I remember seeing some code on how to branch execution without using any of the jump instructions (neither conditional nor unconditional).

I remember that the code used some sort of instruction that loaded the zero flag on the EAX reg, I think... it worked like lahf but for only one flag (not even sure it was the zero flag)...

anyway instead of doing
cmp bla, bla
jnz bla

he did
cmp bla, bla
;code that sets EAX/AX/AH to the value of one of the flags...
;from here on there are no jumps whatsoever, and yet he managed to branch

Do you guys know what I'm talking about?
I really need to find that code again... and whoever was explaining that was doing so very nonchalantly, like it was nothing really mysterious, just a convoluted way to avoid jumps.

Anyway I really need to know that, and if I could find that same page it'd be even better.
It was some sort of tutorial...
I googled a lot and couldn't find it.
Can anyone help?
Posted on 2009-09-22 18:57:22 by Cyborg
The setXX instructions are what you're looking for

.data
  funcTable dd func1,func2
.code
xor eax,eax
cmp var1,7
setle al
call funcTable

There's also the "push funcAddr | retn" trick to just jump.

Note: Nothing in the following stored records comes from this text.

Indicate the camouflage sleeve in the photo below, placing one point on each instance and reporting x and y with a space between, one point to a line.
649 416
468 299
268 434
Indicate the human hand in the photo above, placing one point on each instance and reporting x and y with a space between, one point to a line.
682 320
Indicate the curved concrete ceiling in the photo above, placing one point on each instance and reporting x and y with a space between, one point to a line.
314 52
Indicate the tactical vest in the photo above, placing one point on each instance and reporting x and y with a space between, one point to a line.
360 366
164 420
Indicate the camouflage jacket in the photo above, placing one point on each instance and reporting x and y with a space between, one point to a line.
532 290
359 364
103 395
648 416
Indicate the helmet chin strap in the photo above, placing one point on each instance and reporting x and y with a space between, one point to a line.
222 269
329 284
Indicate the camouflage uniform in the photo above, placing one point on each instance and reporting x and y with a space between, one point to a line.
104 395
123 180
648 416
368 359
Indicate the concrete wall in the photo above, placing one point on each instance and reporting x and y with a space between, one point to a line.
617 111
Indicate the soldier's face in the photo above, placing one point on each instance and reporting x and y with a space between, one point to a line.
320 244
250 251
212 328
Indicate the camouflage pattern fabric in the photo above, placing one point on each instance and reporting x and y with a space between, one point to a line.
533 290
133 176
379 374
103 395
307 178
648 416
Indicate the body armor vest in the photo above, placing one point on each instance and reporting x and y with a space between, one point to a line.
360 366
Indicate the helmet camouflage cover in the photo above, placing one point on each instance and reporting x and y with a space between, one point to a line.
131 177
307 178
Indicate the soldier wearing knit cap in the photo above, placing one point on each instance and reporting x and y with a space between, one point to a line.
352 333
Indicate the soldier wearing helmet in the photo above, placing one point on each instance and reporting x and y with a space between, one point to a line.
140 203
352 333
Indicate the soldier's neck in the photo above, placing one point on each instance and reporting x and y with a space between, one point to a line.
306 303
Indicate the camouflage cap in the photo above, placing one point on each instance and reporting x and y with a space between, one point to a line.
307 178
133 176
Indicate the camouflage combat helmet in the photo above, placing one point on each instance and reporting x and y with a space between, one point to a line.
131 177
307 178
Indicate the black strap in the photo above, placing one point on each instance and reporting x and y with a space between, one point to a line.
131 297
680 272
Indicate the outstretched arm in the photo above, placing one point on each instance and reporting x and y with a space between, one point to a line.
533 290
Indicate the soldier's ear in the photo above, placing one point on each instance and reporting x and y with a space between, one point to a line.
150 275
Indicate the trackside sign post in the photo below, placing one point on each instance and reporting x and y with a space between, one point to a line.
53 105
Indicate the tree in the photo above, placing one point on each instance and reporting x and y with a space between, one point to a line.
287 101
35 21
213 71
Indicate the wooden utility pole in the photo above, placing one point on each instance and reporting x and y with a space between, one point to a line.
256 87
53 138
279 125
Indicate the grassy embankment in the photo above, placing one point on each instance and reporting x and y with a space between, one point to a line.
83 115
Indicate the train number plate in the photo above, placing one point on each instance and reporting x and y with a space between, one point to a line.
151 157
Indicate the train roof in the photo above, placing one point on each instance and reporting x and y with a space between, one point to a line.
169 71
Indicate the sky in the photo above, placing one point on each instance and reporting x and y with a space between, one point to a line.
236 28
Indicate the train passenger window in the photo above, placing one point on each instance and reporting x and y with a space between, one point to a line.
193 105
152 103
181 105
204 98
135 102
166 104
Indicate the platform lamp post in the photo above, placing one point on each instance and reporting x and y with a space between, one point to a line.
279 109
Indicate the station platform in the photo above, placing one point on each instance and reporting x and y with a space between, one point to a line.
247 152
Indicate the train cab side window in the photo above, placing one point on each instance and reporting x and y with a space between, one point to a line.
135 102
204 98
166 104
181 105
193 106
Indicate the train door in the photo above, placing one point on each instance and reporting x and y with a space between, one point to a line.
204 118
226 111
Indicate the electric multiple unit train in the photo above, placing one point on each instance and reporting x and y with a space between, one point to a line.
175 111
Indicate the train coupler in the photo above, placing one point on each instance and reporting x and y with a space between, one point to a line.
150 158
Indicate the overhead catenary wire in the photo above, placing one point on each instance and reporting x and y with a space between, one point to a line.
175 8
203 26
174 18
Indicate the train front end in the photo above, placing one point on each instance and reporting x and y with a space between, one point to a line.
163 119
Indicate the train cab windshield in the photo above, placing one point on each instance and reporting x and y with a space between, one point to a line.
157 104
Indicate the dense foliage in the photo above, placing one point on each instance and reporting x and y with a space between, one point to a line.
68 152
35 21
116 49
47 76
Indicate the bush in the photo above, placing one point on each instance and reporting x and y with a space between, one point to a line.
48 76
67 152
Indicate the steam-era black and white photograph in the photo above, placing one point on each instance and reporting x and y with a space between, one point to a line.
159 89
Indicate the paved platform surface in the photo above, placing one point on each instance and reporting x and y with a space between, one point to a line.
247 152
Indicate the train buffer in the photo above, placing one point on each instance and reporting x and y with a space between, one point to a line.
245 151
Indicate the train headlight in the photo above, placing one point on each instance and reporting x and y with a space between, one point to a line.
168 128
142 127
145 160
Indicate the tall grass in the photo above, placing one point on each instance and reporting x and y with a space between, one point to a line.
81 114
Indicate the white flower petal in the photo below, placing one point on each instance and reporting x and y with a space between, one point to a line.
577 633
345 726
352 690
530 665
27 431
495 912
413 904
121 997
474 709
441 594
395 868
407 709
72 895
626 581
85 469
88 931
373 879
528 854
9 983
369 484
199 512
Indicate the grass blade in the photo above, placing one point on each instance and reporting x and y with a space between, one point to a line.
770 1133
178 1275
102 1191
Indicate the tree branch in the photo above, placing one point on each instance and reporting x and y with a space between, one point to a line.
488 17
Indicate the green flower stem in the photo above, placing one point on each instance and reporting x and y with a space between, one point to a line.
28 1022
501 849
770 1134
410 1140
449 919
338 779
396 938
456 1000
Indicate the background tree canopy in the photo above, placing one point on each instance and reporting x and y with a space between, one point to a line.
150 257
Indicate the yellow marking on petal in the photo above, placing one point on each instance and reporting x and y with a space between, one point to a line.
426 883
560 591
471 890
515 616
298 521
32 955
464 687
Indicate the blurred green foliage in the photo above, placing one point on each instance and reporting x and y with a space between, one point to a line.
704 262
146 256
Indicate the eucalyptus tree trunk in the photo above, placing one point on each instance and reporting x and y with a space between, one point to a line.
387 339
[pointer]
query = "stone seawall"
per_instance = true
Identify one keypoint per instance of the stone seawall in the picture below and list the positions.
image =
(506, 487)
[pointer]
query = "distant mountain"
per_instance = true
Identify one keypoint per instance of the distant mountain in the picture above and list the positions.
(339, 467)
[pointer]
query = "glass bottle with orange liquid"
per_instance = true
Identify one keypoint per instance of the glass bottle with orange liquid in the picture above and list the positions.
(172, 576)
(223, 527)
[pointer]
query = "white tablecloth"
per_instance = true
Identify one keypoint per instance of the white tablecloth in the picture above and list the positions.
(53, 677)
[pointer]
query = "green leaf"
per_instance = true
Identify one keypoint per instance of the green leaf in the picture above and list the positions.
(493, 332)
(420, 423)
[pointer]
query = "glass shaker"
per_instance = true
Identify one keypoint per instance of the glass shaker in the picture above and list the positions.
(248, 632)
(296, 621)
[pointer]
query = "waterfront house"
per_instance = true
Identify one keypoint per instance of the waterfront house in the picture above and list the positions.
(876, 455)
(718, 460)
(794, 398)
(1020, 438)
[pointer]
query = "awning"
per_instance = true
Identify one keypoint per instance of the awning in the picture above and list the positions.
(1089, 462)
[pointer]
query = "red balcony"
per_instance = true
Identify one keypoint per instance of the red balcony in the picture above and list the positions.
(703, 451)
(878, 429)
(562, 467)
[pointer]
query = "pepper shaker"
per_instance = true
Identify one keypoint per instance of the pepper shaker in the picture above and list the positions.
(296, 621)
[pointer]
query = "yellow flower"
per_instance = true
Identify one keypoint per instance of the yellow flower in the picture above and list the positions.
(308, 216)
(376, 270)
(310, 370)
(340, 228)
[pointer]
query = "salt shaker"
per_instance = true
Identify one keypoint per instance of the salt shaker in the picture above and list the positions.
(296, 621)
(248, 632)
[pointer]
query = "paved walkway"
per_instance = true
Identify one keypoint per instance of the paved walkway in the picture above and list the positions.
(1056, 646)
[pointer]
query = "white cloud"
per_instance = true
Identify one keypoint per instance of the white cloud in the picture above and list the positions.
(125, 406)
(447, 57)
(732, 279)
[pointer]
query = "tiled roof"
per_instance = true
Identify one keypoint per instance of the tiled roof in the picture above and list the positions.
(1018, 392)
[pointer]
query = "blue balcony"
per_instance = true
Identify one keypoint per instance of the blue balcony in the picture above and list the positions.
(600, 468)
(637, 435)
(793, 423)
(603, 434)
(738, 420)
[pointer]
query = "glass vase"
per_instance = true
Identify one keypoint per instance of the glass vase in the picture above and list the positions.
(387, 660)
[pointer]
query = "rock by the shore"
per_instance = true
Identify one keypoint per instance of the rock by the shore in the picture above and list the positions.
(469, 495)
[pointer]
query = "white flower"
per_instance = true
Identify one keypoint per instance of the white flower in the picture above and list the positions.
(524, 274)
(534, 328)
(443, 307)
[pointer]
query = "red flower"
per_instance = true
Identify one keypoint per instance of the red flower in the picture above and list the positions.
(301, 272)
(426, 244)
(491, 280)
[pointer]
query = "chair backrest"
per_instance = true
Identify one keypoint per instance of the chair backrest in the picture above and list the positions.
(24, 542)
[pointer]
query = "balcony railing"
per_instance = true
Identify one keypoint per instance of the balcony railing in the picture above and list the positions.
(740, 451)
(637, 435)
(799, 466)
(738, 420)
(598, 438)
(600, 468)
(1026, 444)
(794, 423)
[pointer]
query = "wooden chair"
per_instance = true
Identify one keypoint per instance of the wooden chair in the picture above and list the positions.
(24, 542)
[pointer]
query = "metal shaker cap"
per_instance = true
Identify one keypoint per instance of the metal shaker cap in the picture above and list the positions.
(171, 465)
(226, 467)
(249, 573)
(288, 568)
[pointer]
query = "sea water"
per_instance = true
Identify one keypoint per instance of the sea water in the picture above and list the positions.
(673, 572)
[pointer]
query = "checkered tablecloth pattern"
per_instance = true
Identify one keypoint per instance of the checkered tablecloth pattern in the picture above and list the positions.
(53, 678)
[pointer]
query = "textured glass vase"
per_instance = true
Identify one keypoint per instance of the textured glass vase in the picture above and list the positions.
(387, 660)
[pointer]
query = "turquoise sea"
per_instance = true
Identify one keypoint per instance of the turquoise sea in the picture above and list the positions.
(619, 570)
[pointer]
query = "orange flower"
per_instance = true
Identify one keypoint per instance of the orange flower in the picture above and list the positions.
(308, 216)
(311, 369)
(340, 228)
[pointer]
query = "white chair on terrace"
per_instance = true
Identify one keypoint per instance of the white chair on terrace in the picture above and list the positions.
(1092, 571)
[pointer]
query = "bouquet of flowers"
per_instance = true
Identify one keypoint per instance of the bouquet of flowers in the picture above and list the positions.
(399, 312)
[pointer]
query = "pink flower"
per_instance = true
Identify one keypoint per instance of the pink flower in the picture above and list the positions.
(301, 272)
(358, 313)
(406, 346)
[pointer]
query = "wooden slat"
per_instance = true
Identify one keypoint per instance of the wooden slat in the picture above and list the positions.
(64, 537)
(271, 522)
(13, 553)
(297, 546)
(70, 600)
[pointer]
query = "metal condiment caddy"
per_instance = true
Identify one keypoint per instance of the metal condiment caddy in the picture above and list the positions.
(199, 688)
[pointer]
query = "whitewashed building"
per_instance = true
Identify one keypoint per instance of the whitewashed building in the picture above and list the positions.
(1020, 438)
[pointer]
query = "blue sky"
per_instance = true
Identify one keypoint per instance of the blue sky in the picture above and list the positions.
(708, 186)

These are a bunch of tricks that destroy any branch-prediction that could run the code faster (and that you could have facilitated,  to run even faster).
Posted on 2009-09-22 20:59:06 by Ultrano
Ultrano, thank you so much!
That was the exact instruction I read about!
You seem knowledgeable on that subject, can you direct me to where I can learn more of those tricks?
And does not using jump really speed things up significantly?
Isn't "call" just a push and a jump, and therefore it has a jump "embedded" in it?
Maybe I have to learn more about how the CPU tries to predict the branches in order to understand how using setle really saves time.

I want to code a regular expressions machine (DFA) and I was thinking that if I could get rid of all the jumps I could probably make it even faster...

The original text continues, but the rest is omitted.